Build a Real-Time Visual Inspection Pipeline with NVIDIA TAO 6 and NVIDIA DeepStream 8

Building a robust visual inspection pipeline for defect detection and quality control is not easy. Manufacturers and developers often face challenges such as customizing general-purpose vision AI models for specialized domains, optimizing the model size on compute‑constrained edge devices, and deploying in real time for maximum inference throughput.

NVIDIA Metropolis is a development platform for vision AI agents and applications that helps to solve these challenges. Metropolis provides the models and tools to build visual inspection workflows spanning multiple stages, including:

Customizing vision foundation models through fine-tuning
Optimizing the models for real‑time inference
Deploying the models into production pipelines

NVIDIA Metropolis provides a unified framework and includes NVIDIA TAO 6 for training and optimizing vision AI foundation models, and NVIDIA DeepStream 8, an end-to-end streaming analytics toolkit. NVIDIA TAO 6 and NVIDIA DeepStream 8 are now available for download. Learn more about the latest feature updates in the NVIDIA TAO documentation and NVIDIA DeepStream documentation.

This post walks you through how to build an end-to-end real-time visual inspection pipeline using NVIDIA TAO and NVIDIA DeepStream. The steps include:

Performing self-supervised fine-tuning with TAO to leverage domain-specific unlabeled data.
Optimizing foundation models using TAO knowledge distillation for better throughput and efficiency.
Deploying using DeepStream Inference Builder, a low‑code tool that turns model ideas into production-ready , standalone applications or deployable microservices.

How to scale custom model development with vision foundation models using NVIDIA TAO

NVIDIA TAO supports the end-to-end workflow for training, adapting, and optimizing large vision foundation models for domain specific use cases. It’s a framework for customizing vision foundation models to achieve high accuracy and performance with fine-tuning microservices.

Flow diagram showing an overview of the end-to-end scope of NVIDIA TAO. — *Figure 1. Use NVIDIA TAO to create highly accurate, customized, and enterprise-ready AI models to power your vision AI applications*

Vision foundation models (VFMs) are large-scale neural networks trained on massively diverse datasets to capture generalized and powerful visual feature representations. This generalization makes them a flexible model backbone for a wide variety of AI perception tasks such as image classification, object detection, and semantic segmentation.

TAO provides a collection of these powerful foundation backbones and task heads to fine-tune models for your key workloads like industrial visual inspection. The two key foundation backbones in TAO 6 are C-RADIOv2 (highest out-of-the-box accuracy) and NV-DINOv2. TAO also supports third-party models, provided their vision backbone and task head architectures are compatible with TAO.

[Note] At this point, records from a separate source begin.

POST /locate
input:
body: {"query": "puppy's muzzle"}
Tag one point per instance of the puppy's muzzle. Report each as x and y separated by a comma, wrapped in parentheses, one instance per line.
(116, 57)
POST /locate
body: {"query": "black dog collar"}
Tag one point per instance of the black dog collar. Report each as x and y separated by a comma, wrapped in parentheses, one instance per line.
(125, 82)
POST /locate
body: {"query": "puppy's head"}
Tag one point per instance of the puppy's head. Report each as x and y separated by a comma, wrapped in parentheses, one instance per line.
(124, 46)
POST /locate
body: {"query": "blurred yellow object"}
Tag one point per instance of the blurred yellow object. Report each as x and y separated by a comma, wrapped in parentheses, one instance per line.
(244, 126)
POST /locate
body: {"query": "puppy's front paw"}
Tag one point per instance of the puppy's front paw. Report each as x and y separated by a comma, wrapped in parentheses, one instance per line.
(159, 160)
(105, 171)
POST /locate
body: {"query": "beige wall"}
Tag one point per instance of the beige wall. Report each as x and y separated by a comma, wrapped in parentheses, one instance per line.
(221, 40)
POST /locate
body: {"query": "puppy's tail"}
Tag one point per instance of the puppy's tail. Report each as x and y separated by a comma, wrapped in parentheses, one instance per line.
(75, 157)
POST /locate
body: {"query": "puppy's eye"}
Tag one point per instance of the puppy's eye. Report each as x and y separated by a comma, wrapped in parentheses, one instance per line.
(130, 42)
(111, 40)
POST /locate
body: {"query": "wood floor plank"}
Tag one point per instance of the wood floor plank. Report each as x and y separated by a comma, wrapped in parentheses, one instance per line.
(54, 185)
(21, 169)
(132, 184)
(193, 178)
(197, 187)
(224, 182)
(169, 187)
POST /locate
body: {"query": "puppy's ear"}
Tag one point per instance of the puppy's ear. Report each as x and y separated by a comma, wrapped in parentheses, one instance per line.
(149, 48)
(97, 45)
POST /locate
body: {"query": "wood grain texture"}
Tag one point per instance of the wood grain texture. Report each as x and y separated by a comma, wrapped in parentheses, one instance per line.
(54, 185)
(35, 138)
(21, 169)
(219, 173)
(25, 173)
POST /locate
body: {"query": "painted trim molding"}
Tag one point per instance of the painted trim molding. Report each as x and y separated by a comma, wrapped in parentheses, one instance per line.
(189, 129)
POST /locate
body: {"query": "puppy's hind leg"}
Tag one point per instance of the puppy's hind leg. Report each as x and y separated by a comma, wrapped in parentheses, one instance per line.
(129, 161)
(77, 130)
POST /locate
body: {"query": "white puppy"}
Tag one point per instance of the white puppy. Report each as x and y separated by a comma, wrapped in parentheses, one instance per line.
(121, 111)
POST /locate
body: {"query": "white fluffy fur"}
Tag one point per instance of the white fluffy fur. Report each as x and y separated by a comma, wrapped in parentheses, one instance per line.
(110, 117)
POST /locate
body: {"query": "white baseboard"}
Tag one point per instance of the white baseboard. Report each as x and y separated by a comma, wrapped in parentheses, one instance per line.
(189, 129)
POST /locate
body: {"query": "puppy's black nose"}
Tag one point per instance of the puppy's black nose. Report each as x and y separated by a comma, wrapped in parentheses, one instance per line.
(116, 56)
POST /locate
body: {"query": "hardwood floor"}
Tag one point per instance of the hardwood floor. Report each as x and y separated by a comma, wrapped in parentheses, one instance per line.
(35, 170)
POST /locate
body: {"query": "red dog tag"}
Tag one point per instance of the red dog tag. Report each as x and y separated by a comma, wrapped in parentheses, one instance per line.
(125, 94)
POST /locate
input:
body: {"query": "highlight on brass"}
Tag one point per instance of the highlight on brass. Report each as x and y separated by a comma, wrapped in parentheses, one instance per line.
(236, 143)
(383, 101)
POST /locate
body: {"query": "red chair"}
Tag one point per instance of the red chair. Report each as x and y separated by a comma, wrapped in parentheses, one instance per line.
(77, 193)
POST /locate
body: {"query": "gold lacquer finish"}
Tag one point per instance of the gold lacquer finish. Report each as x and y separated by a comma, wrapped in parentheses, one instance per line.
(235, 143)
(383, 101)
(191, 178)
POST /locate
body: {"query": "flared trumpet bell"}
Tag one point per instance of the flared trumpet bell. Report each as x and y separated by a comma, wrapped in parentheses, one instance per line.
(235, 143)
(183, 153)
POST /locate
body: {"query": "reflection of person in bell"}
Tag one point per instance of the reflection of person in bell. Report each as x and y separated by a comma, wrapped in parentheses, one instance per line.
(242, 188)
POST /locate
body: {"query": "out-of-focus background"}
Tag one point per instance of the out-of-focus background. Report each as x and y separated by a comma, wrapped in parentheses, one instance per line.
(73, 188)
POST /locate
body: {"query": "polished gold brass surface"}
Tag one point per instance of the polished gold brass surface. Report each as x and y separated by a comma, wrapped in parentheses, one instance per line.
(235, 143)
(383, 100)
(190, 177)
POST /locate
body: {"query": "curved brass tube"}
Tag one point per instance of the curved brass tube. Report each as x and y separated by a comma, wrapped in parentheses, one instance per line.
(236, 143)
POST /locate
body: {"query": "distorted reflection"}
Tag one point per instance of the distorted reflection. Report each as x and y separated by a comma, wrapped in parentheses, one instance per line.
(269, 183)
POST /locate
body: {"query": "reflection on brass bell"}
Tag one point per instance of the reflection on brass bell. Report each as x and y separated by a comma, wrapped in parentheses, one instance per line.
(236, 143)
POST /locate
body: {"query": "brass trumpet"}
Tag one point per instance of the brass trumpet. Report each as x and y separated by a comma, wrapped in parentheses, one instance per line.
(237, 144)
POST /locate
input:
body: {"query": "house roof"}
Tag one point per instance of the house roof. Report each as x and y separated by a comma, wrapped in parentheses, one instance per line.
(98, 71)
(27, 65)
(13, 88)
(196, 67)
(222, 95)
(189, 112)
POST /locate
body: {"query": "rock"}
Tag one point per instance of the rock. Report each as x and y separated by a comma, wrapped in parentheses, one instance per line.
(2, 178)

The diagram shows the TAO fine-tuning workflow. It starts with a foundation backbone that learns image features from your dataset, followed by task head layers (classification, detection, segmentation) that use these feature maps to generate final predictions. — *Figure 2. Scale custom vision model development with NVIDIA TAO fine-tuning framework, foundation model backbones, and task heads*

To boost model accuracy, TAO supports multiple model customization techniques such as supervised fine-tuning (SFT) and self-supervised learning (SSL). SFT requires collecting annotated datasets that are curated for the specific computer vision downstream tasks. Collecting high-quality labeled data is a complex, manual process that is time-consuming and expensive.

Second, NVIDIA TAO 6 empowers you to leverage self-supervised learning to tap into the vast potential of unlabeled images to accelerate the model customization process where labeled data is scarce or expensive to acquire.

This approach, also called domain adaption, enables you to build a robust foundation model backbone such as NV-DINOv2 with unlabeled data. This can then be combined with a task head and fine-tuned for various downstream inspection tasks with a smaller annotated dataset.

In practical scenarios, this workflow means a model can learn the nuanced characteristics of defects from plentiful unlabeled images, then sharpen its decision-making with targeted supervised fine-tuning, delivering state-of-the-art performance even on customized, real-world datasets.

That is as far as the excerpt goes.